Training for Tomb Raider was ‘empowering’, says Vikander
Swedish actress Alicia Vikander, who plays the new Lara Croft, says her tough preparation had benefits
To many fanboys, Angelina Jolie was - and perhaps still is - the definitive Lara Croft incarnate.
But Swedish actress Alicia Vikander was not daunted by stepping into the Hollywood star's boots as the kick-ass archaeologist protagonist in the new Tomb Raider movie, the origin story of the popular video game character Jolie played in 2001's Lara Croft: Tomb Raider.
At our interview at the Four Seasons hotel in Los Angeles, the 29-year-old said: "Angelina Jolie's version, of actually seeing a female action heroine up on screen, meant a lot. So you want to honour the character and the traits she is so famous for. And then there is also an obligation of making it your own.
"We need to give the audience something new they have not hopefully seen before."
A video game fan as a child, Vikander found some similarities between her and Lara in the beginning of the story, where the latter is an aimless young woman and whose job as a bike courier barely covers the rent.
Opening here tomorrow and directed by Norwegian Roar Uthaug, Tomb Raider sees her turning her back on the global empire her loving father (Dominic West) left behind after he vanished seven years ago.
When she is given a video message from him, it compels her to solve the mystery of his disappearance and save humanity.
She goes in search of him at his last-known destination - a fabled tomb on a mythical island that might be somewhere off the coast of Japan - and so begins Lara's first adventure in which she becomes a tomb raider.
Vikander said: "When I prepared for Lara, I thought, she is 21, she lives with her friends in a commune in east Hackney, just as I did, the same ride along London.

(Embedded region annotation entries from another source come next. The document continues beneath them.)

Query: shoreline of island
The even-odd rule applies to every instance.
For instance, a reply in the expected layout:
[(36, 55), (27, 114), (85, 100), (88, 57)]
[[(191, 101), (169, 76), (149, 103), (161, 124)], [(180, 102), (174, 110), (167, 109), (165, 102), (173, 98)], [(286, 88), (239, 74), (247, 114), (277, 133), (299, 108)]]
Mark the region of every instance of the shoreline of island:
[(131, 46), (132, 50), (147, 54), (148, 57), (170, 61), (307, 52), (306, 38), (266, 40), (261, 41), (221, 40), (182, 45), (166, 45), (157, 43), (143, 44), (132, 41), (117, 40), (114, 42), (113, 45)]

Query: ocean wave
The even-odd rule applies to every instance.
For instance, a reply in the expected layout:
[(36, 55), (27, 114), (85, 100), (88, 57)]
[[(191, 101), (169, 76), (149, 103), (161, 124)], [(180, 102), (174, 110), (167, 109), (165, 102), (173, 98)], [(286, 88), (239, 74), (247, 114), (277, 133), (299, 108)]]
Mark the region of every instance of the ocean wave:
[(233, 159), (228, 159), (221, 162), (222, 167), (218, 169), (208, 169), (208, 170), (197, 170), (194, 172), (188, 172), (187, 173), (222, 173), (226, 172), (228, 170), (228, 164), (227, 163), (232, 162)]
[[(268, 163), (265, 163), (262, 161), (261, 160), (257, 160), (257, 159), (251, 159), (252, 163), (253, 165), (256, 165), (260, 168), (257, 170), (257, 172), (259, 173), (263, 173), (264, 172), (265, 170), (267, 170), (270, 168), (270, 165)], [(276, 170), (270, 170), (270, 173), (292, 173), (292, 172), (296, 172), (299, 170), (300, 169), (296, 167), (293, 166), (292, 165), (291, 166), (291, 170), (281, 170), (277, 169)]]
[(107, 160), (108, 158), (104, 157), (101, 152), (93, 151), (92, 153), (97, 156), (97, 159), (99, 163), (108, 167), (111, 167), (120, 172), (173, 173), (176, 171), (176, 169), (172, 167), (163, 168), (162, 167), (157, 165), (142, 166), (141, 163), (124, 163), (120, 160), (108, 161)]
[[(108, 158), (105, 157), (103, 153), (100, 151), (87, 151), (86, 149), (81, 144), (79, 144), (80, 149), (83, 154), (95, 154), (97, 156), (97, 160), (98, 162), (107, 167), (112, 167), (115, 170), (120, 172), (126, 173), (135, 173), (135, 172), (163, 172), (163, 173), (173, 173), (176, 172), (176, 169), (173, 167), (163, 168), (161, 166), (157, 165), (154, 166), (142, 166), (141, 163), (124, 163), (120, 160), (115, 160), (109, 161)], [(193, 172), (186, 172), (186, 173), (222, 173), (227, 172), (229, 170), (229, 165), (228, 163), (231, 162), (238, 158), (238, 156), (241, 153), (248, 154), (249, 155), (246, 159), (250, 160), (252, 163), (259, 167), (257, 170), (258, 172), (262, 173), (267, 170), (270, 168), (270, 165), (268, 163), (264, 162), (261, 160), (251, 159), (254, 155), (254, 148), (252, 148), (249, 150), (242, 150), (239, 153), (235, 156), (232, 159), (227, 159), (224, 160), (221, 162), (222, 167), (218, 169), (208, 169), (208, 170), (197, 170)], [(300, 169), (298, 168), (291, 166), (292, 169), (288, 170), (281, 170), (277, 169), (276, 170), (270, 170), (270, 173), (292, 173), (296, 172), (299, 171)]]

"It is a little bit of pressure for young people, including myself, to know what to do in life. People expect you to decide what path you are going to go on.
"You have to be able to stop and not feel like you are forced into something. I think that is something I would have told myself, to not work myself up so much in the worry of not knowing what is going to come."
OSCAR
She certainly did not have to worry about her career. An Oscar winner two years ago for her supporting role in The Danish Girl, she has now bagged what could be a lucrative franchise.
The prep was a challenge, despite her ballerina training.
"Ballet is a hardcore sport," said Vikander. "There were definitely similarities to how I trained then and what I did for Tomb Raider."
She began a combined training and nutrition programme seven months prior to filming, and her workouts included intense weight training.
"I did rock climbing and mixed martial arts (MMA) training and I met some incredible female boxers whom I worked with, and swimming and cycling. I remember I had such stage fright because I had been working out with these girls, and I had never been boxing in my life or done any MMA.
"I almost wanted to ask the entire crew, 'Can you turn around and not look at me the first time I do it?' But yeah, I had a lot of pain in my body throughout those months, but it felt empowering."
Her diet consisted of complex carbs, including brown rice, quinoa and rice noodles with fish and eggs, which she admitted was "pretty boring".
She ate five times a day at three-hour intervals and lamented the fact that she could not touch alcohol.
The popular Tomb Raider video games have been around for 22 years, and in the 2013 version, Lara's look was rebooted.
To realise that look, the movie's costume designers created 48 pairs of khaki combat trousers in four different stages of breakdown, from clean to dirty; 100 khaki vests in five stages of ageing; and 14 pairs of boots in three stages of breakdown.
Because Lara is wounded in the story, they also created three bandages - one each for her hand, upper arm and leg.
Vikander won't discuss her marriage to Irish actor Michael Fassbender last October, only saying her life has not changed.
"I have always been a big romantic, and I don't believe in marriage. What people are searching for in life is love."
However, she does talk about their decision to move to Lisbon, Portugal.
"My husband had loved it for a long time, and I went there and thought it was the most beautiful place. It is also warm. I am from Sweden, but I am not good with the cold.
"I had been playing with the idea for a long time, but it was not until Brexit happened."
She felt she would not have got her first big-screen break, the 2012 British historical romance Anna Karenina, if she had not been hired as a local in pre-Brexit times.
"They were already questioning giving a chance to a foreign actress whose English wasn't that good yet. And if they would have had to pay for a work visa, I don't know if I would have at all been given that chance.
"For me, (Brexit) was a really sad day, and I consider myself very much as being European and I want to live in Europe."
Success came relatively early to Vikander, having snagged roles in films including Ex Machina, The Man From U.N.C.L.E., Jason Bourne and The Light Between Oceans, and she is aware of her good fortune.
And the Time's Up movement against sexual harassment makes her feel hopeful about positive changes in Hollywood.
"It is like it is happening, it's here. I have made more female friends in the industry in the last few months than I have done in my entire career, which is exciting. And I think in a time like this, what is happening is that creativity is blossoming and people are looking for films from minorities and females.
"It is a time when the stories that need to be told will rise to the surface."